False Religion
July 26th, 2007 by Wyatt
This isn’t new, but that doesn’t diminish the value of reading it. Orson Scott Card, a scribe of many talents, writes a regular column in which he took the Global Warming religion to task for following ideology over science. I highly recommend reading his March 4, 2007 column in its entirety, but here are some key quotes:
In other words, whoever wrote this New Yorker piece [ February 12 New Yorker "Talk of the Town"] did not check. He or she just spouted.
What is really being said here is, “We believe in the IPCC and anybody else who supports Global Warming. We believe it so much that we refuse to listen to anybody who says otherwise.”
The only difference between this and Jim and Tammy Baker on the old PTL Club is that nobody says “Jesus.” It’s all faith, no science.
They’re like four-year-olds putting their fingers in their ears and chanting “La la la la” until the person talking to them goes away.
The Hockey Stick Hoax should be a scandal as big as the discovery of the Piltdown Man Hoax.
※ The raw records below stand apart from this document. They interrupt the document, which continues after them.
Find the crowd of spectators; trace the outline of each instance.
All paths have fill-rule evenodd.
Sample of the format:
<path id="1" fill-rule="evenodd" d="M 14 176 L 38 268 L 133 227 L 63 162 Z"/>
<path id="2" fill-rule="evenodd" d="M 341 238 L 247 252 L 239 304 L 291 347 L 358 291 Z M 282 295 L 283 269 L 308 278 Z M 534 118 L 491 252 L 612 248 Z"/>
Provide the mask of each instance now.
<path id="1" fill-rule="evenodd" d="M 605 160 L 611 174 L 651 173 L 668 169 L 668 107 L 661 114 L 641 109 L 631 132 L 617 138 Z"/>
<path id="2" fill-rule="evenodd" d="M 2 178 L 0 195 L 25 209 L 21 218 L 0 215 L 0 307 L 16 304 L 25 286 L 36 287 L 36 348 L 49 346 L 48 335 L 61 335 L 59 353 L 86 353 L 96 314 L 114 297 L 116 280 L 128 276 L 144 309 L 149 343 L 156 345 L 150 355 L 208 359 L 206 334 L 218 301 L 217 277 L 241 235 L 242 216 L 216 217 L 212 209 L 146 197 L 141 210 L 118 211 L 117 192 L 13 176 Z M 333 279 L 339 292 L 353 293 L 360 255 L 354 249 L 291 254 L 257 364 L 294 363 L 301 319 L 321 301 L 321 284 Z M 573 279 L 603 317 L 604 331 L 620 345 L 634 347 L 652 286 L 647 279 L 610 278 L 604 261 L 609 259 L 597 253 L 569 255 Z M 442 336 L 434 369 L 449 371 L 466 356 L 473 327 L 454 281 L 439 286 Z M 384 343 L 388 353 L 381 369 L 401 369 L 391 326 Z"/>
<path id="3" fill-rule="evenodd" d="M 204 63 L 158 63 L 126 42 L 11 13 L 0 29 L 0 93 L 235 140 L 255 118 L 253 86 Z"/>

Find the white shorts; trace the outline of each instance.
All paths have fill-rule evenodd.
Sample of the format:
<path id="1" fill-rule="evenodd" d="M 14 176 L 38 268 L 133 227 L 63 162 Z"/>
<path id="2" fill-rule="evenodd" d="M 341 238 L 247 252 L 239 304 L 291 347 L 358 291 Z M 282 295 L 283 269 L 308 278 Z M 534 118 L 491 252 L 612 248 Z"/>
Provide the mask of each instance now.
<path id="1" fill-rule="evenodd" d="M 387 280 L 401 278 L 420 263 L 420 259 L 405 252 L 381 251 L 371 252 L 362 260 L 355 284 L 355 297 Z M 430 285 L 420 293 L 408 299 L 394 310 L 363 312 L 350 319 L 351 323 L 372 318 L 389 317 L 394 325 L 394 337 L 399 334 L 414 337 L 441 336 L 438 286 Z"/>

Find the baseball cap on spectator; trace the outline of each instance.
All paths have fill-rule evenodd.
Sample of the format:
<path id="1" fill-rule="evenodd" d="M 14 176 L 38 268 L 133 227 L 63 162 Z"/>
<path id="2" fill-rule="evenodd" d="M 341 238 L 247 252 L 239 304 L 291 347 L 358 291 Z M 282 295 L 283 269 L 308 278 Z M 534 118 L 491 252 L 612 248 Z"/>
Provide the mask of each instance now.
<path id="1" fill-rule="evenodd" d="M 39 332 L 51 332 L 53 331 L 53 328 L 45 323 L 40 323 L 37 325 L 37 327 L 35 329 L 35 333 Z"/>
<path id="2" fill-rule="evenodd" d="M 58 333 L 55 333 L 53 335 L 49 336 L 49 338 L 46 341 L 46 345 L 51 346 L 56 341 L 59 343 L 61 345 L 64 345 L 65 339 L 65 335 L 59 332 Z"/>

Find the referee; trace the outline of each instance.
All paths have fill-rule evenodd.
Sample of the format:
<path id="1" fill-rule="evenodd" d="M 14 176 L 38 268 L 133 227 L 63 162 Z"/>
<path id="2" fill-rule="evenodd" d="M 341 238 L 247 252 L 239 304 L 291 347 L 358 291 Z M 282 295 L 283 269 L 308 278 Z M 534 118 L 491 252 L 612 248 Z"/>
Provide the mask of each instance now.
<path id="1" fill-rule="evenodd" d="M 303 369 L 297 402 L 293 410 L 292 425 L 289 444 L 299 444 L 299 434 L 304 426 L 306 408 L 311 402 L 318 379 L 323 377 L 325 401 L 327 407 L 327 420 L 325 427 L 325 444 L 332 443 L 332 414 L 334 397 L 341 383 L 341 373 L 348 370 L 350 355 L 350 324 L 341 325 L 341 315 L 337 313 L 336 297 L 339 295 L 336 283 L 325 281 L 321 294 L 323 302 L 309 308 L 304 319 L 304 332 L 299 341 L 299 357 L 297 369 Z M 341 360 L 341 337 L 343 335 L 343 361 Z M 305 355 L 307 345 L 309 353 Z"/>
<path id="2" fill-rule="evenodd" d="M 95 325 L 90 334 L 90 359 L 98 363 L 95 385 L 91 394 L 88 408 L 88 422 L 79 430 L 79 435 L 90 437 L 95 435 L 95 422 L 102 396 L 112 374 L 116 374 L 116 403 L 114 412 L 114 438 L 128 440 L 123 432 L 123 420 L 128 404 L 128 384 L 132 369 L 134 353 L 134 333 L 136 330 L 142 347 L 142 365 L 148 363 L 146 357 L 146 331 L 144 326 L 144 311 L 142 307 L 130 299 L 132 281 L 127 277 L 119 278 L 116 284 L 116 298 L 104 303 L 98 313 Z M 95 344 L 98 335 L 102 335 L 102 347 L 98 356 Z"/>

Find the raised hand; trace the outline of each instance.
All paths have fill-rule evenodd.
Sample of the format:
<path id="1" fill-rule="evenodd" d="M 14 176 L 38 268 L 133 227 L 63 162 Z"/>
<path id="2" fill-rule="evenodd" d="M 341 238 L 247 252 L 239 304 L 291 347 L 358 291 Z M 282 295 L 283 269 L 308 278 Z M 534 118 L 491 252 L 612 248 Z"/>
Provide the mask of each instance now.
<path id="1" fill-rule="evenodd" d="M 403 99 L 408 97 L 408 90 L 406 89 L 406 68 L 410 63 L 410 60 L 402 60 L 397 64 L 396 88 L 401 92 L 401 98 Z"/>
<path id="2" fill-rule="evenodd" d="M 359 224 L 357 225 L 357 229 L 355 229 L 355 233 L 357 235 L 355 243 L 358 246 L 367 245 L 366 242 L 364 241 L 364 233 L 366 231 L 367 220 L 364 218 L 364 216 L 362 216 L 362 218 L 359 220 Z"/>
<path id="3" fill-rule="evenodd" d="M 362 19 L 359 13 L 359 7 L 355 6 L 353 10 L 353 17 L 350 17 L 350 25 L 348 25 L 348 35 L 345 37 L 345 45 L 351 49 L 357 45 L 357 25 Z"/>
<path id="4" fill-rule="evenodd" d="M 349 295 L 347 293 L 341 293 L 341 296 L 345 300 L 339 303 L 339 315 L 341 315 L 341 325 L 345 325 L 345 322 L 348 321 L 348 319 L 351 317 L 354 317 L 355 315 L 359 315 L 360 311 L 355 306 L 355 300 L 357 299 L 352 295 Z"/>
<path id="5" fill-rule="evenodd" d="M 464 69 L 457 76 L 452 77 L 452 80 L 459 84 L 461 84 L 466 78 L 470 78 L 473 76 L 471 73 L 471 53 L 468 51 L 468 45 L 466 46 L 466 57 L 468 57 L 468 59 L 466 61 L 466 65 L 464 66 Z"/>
Bigger, really, since so much more is at stake.
But because the media are dominated by True Believers, they are doing everything they can to maintain the hoax, to keep the public from learning the truth.
This reinforces my comments in “Truth or Obsession?“. This has long since moved from being a group of scientists stoically warning the rest of us about a potential problem to being a bunch of pompous, self-important pseduo-scientists claiming the world will end if we don’t turn our lives upside-down. The evidence is rapidly falling apart for the theory of calamitous, anthropogenic climate change, but the rhetoric is getting louder and more extreme. This is the common behavior of a dying idea, not one gaining traction.
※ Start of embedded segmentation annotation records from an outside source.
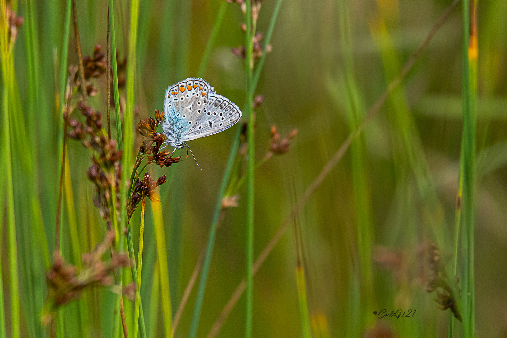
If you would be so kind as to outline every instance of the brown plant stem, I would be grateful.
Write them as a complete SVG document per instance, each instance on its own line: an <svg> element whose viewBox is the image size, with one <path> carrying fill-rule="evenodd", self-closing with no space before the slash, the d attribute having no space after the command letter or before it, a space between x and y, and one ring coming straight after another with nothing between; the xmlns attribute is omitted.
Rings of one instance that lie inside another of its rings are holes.
<svg viewBox="0 0 507 338"><path fill-rule="evenodd" d="M291 212L290 214L287 216L283 222L280 225L280 228L278 228L278 231L275 234L274 236L271 239L271 240L269 241L267 245L264 248L262 252L259 255L257 259L254 263L253 266L253 273L255 275L256 273L260 268L261 266L266 260L266 258L268 257L268 255L273 250L274 247L275 245L278 243L278 241L281 238L282 236L285 233L285 231L288 228L291 224L291 221L293 220L295 217L299 213L299 211L303 208L303 207L308 202L308 199L310 197L315 191L315 190L318 187L319 185L322 183L322 181L328 175L328 174L331 171L333 168L338 164L338 162L341 159L342 157L345 154L345 152L348 149L349 146L350 145L350 143L352 141L355 139L357 136L358 136L363 130L365 129L365 127L375 117L377 114L379 110L380 107L385 102L386 99L387 98L390 92L400 84L401 83L402 80L403 78L407 75L409 71L412 69L413 66L414 64L417 60L417 58L420 55L421 53L422 52L424 48L427 46L428 44L431 41L431 39L439 30L442 25L446 21L447 18L450 15L451 13L452 12L453 9L454 7L458 4L460 0L454 0L452 3L446 9L444 13L440 16L439 19L437 20L437 22L435 23L434 25L431 28L431 30L429 31L426 39L423 41L422 43L419 46L419 48L410 57L409 60L405 63L403 68L402 69L402 71L398 77L393 80L387 86L387 88L384 91L380 97L377 100L375 104L370 108L368 112L366 114L366 116L365 119L363 120L363 123L359 126L357 129L349 134L347 139L345 139L345 141L342 144L338 150L335 153L335 155L332 158L326 163L324 167L322 168L322 170L319 173L318 175L315 177L315 179L310 183L308 187L305 191L305 193L303 194L303 196L301 199L298 201L296 204L296 206L293 208L292 211ZM222 312L221 313L220 316L215 322L215 323L211 327L211 329L209 330L209 332L208 333L207 338L213 338L218 333L219 331L220 330L220 328L222 327L224 322L225 321L226 319L229 316L229 314L232 310L232 309L236 305L236 302L239 299L241 296L241 294L244 291L245 288L246 286L246 281L244 278L241 280L240 282L239 285L238 285L237 287L236 288L236 290L231 295L231 297L229 298L229 301L227 302L225 306L224 307L224 309Z"/></svg>
<svg viewBox="0 0 507 338"><path fill-rule="evenodd" d="M224 209L222 209L220 211L219 222L216 225L217 229L220 228L222 221L224 220L224 217L225 216L225 214L224 212ZM189 282L187 284L187 287L185 288L185 290L183 292L183 296L182 297L182 301L179 302L179 305L178 306L178 310L176 311L176 315L174 316L174 319L172 321L173 335L174 335L174 334L176 333L176 328L177 327L178 324L179 323L179 320L181 319L182 315L183 314L183 310L185 310L185 305L187 305L187 302L189 300L189 297L190 296L190 292L192 292L194 285L195 284L195 282L197 280L197 276L199 275L199 272L200 271L201 267L202 266L202 263L204 261L204 253L205 253L205 247L203 247L201 250L201 253L199 254L199 258L197 259L197 262L195 264L195 267L194 268L194 271L192 273L192 275L190 276L190 279L189 279Z"/></svg>
<svg viewBox="0 0 507 338"><path fill-rule="evenodd" d="M62 209L62 192L63 187L63 176L65 172L65 155L67 153L67 134L68 129L68 116L70 115L69 110L70 109L70 98L72 96L72 91L69 88L71 88L73 83L73 79L76 74L75 71L70 71L70 76L68 78L67 81L67 90L70 92L68 94L68 97L67 98L67 105L65 106L65 110L63 112L62 117L63 118L63 141L62 146L62 162L60 171L60 184L58 188L58 201L56 204L56 224L55 227L55 248L54 252L55 254L60 254L60 237L61 233L61 209Z"/></svg>
<svg viewBox="0 0 507 338"><path fill-rule="evenodd" d="M111 67L110 54L111 53L111 27L109 26L109 8L107 8L107 37L106 39L106 70L105 70L105 96L107 103L107 138L111 139L111 88L110 85L111 75L109 70Z"/></svg>
<svg viewBox="0 0 507 338"><path fill-rule="evenodd" d="M78 25L78 10L76 6L76 0L72 0L72 13L73 16L74 17L74 34L76 36L76 49L78 53L78 60L79 62L79 76L80 78L81 78L81 91L83 92L83 100L85 103L87 103L88 96L86 93L85 67L83 64L83 54L81 53L81 40L79 37L79 27Z"/></svg>
<svg viewBox="0 0 507 338"><path fill-rule="evenodd" d="M183 314L183 310L185 309L185 305L187 305L187 302L188 301L189 297L190 296L190 292L192 292L192 289L193 288L194 284L195 284L195 282L197 280L197 276L199 275L199 270L201 270L201 266L202 266L202 262L204 261L204 249L205 248L203 248L201 250L201 253L199 255L197 262L195 264L195 267L194 268L194 271L192 271L192 276L190 276L189 282L187 284L185 291L183 292L183 296L182 297L182 301L179 302L179 305L178 306L178 310L176 311L176 315L174 316L174 319L172 321L173 335L176 332L176 328L178 327L178 324L179 323L179 320L181 319L182 315Z"/></svg>
<svg viewBox="0 0 507 338"><path fill-rule="evenodd" d="M123 336L124 338L128 338L128 332L127 331L127 319L125 318L125 310L123 307L123 287L122 286L122 282L120 282L120 290L122 293L120 294L120 315L122 317L122 327L123 328Z"/></svg>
As I continue to say: When you all are ready for an honest, logical debate of the facts and the research, we’ll talk.

August 30th, 2007 at 6:33 pm
I recently read an article from Western Washington University talking about the data used in Al Gore’s film and how they, as climatologist, have come to different conclusions, more along the line in Card’s article. I however, am not a fan of polution. I still remember wheezing as a kid growing up in Los Angeles. So I do support lowering CO2 if it means reducing polution. I would love to see a cleaner energy solution.